The Scripture, however, gives no credibility to such an interpretation. Thus, there is a conflict?
It is clear, from what has been said before of the narratives of Abraham and Isaac, that the Philistines were already in Palestine at approximately 1850 B.C., some 700 years before present archaeological interpretation accepts them as there. The Scripture also seems to indicate that they originated from Egypt, and not from the Aegean area. Is there any way to satisfy both the biblical claims, and the artifactual archaeological evidence? I believe there is.
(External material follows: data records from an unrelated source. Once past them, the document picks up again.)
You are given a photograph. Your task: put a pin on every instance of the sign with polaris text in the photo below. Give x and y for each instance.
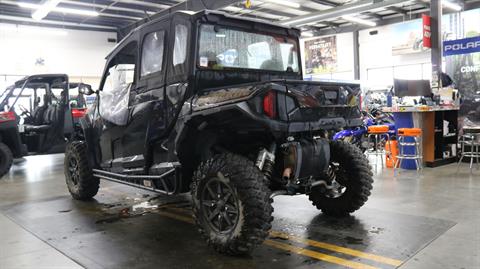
(427, 32)
(461, 46)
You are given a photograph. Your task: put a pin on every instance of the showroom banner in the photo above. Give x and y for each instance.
(407, 38)
(462, 60)
(427, 31)
(461, 46)
(321, 55)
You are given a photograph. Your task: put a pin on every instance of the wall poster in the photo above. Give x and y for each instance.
(321, 55)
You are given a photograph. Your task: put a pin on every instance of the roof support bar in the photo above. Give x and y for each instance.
(193, 5)
(349, 9)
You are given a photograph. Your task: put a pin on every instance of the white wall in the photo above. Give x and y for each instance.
(80, 54)
(344, 58)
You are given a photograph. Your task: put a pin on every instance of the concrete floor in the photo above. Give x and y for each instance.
(426, 220)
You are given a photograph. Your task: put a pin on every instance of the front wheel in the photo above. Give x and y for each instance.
(81, 183)
(231, 204)
(350, 179)
(6, 159)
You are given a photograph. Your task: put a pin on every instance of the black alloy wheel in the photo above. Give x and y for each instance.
(220, 204)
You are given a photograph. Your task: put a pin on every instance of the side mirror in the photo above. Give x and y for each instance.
(85, 89)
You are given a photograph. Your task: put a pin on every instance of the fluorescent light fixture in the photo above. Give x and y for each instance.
(359, 21)
(320, 16)
(44, 9)
(37, 16)
(451, 5)
(284, 3)
(28, 30)
(307, 34)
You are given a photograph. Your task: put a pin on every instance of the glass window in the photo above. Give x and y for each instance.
(115, 94)
(152, 53)
(227, 48)
(180, 47)
(119, 76)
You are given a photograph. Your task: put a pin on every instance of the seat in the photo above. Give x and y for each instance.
(36, 128)
(409, 139)
(48, 118)
(381, 138)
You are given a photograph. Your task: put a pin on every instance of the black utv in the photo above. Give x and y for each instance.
(37, 115)
(215, 105)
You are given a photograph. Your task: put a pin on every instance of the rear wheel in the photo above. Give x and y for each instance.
(231, 204)
(81, 183)
(350, 179)
(6, 159)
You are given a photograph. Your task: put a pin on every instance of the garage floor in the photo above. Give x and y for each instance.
(431, 220)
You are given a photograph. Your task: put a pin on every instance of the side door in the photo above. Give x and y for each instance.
(147, 108)
(113, 102)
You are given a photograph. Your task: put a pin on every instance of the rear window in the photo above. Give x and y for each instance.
(152, 53)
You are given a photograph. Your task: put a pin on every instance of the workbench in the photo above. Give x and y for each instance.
(435, 143)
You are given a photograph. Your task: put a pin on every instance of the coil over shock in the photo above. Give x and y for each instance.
(266, 160)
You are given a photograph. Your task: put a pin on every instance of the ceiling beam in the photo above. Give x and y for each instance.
(398, 10)
(193, 5)
(30, 21)
(417, 14)
(45, 6)
(357, 7)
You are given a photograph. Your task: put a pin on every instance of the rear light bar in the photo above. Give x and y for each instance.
(7, 116)
(79, 112)
(270, 104)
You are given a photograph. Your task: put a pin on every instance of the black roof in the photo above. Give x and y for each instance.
(42, 79)
(198, 15)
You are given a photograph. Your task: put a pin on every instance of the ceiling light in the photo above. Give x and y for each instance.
(451, 5)
(59, 10)
(44, 9)
(284, 3)
(359, 21)
(28, 30)
(307, 34)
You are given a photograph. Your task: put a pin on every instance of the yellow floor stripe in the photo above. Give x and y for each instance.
(317, 255)
(299, 250)
(339, 249)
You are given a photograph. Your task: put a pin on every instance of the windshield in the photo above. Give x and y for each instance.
(221, 48)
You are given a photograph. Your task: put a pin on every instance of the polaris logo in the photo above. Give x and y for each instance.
(461, 46)
(469, 45)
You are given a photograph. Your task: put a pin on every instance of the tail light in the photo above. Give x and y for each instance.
(78, 112)
(270, 104)
(7, 116)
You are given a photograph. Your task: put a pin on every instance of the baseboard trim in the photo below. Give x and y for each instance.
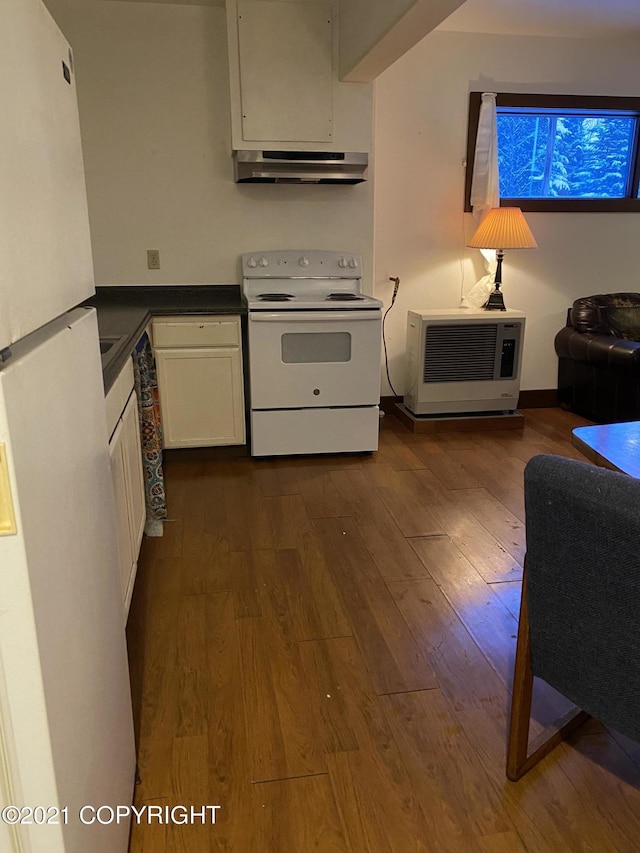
(546, 398)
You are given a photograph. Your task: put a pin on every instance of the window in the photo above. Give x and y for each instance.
(564, 152)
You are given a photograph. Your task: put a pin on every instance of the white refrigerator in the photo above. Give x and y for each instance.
(66, 732)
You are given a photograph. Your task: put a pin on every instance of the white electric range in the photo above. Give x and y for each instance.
(314, 353)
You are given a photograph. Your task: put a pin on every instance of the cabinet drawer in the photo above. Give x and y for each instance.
(196, 331)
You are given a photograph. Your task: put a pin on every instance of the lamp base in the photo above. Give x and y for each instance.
(495, 302)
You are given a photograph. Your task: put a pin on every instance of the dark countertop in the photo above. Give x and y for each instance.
(125, 311)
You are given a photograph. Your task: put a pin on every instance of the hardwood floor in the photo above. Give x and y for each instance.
(323, 647)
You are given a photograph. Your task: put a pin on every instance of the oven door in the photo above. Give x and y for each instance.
(302, 359)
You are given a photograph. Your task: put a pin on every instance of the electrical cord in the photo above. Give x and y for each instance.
(396, 285)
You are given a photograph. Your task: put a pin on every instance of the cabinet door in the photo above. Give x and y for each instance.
(201, 396)
(119, 477)
(136, 510)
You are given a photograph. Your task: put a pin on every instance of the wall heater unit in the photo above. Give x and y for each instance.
(461, 360)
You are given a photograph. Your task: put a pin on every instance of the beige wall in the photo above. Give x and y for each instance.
(153, 83)
(374, 33)
(420, 228)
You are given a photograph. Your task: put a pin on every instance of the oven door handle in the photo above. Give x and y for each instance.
(313, 316)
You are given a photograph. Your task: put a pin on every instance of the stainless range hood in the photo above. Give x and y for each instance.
(299, 167)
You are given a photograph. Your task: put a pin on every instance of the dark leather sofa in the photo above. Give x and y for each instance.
(599, 358)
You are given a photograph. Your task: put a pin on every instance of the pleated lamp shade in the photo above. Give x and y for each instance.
(503, 228)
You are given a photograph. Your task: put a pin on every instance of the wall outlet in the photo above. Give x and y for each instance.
(153, 259)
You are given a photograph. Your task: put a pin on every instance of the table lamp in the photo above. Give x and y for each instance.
(502, 228)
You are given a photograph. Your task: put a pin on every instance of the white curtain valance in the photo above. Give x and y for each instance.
(485, 184)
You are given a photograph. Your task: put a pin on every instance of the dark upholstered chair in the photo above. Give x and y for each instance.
(579, 619)
(599, 357)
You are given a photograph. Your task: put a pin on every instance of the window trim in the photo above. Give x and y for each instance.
(559, 102)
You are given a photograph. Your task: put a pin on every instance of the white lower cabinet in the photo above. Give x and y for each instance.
(200, 380)
(126, 471)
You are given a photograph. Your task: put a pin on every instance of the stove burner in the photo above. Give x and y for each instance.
(275, 297)
(344, 297)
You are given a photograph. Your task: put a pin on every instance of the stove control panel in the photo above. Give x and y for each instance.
(296, 264)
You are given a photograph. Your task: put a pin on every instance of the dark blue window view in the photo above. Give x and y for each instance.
(547, 154)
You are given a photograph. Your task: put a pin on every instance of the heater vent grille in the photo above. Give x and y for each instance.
(460, 353)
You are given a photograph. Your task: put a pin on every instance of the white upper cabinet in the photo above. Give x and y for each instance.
(283, 75)
(45, 249)
(274, 38)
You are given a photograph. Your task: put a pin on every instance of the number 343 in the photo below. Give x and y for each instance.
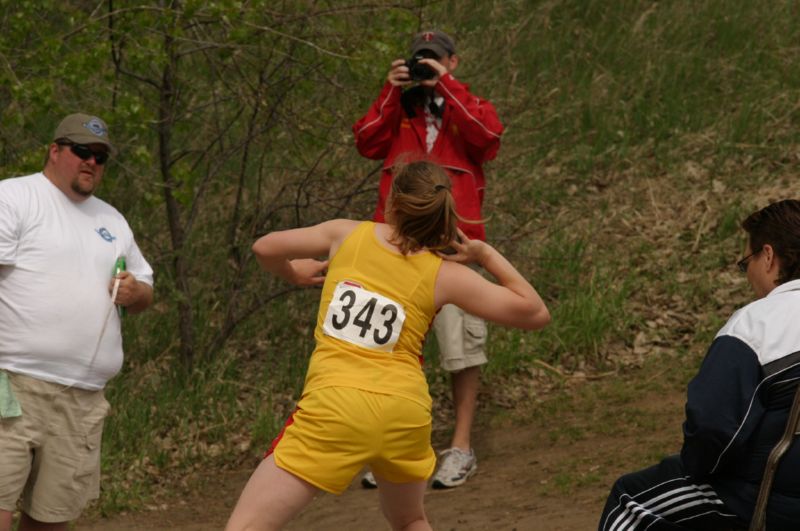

But first we must accept the biblical statements at face value and scan the Scriptures for anything that might fit at approximately 1100 to 1000 B.C., and for a people who could in fact be identified with the Peleset ‘of the relief of Ramesses III’ Indeed, we do meet a people, first in 2 Samuel 8:18, and then subsequently in 2 Samuel 15:18 and 27:23, 1 Kings 1:38 and 44, 1 Chronicles 18:17, Ezekiel 25:16, and Zephaniah 2:5. They are called the Pelethites, and they are associated with the Cherethites and also, in at least one passage, the Gittites who were indeed a group of Philistines from the city of Gath.
Now it does not take much to realise that the word ‘Pelethite’ is an even better match with the word ‘Peleset’ in the Egyptian reliefs than is the word ‘Philistine’. So if the Bible allows a group of people by the name of Pelethites who clearly were associated in some way with the Philistine region, and who also were associated with the Cherethites (whom many believe to be the Cretians, who in one text, namely Ezekiel 25:16, are called the remnant of the sea coast), then we have all the conditions necessary to solve an apparent conflict. We have no need to reject the Philistines of Egyptian descent in Palestine at 1850 B.C., and we can accept a second wave of people known as the Pelethites and Cherethites, who settled on the sea coast before the days of Saul and David, who are evidenced by the archaeological record, and who apparently had an Aegean origin. There would still be some difficulty in this revised chronology in associating the initial settlement of the Pelethites and the Cherethites with the same event as recorded by Ramesses III. Rather, they would need to be seen as allies to the other peoples of the sea when they themselves were already settled in a land base in Philistia prior to the days of Ramesses III, but I will leave this to be detailed at another time. Sufficient to conclude here that the Pelethites and Cherethites of Scripture were first able to be identified at approximately 1012 B.C. in the later years of Saul, king of Israel. Contingents from these groups formed part of the guard of David ….
[End of quote]
I also discuss the matter of the early Philistines – long before the time of pharaoh Ramses III – and the evidences of their culture, in my university thesis:
A Revised History of the Era of King Hezekiah of Judah
and its Background
(in Volume One, Chapter Two: “The Philistines and their Allies”).
For a contemporary view of Aegean Greeks at the time of King David, one ought to peruse the appropriate reliefs at the time of Senenmut, who was, according to my view, King David’s famous son, Solomon, in Egypt. See my:
Solomon and Sheba
Senenmut also being the same as the supposed great Athenian statesman, sage and lawgiver, Solon (= Solomon), who is said to have travelled to Egypt.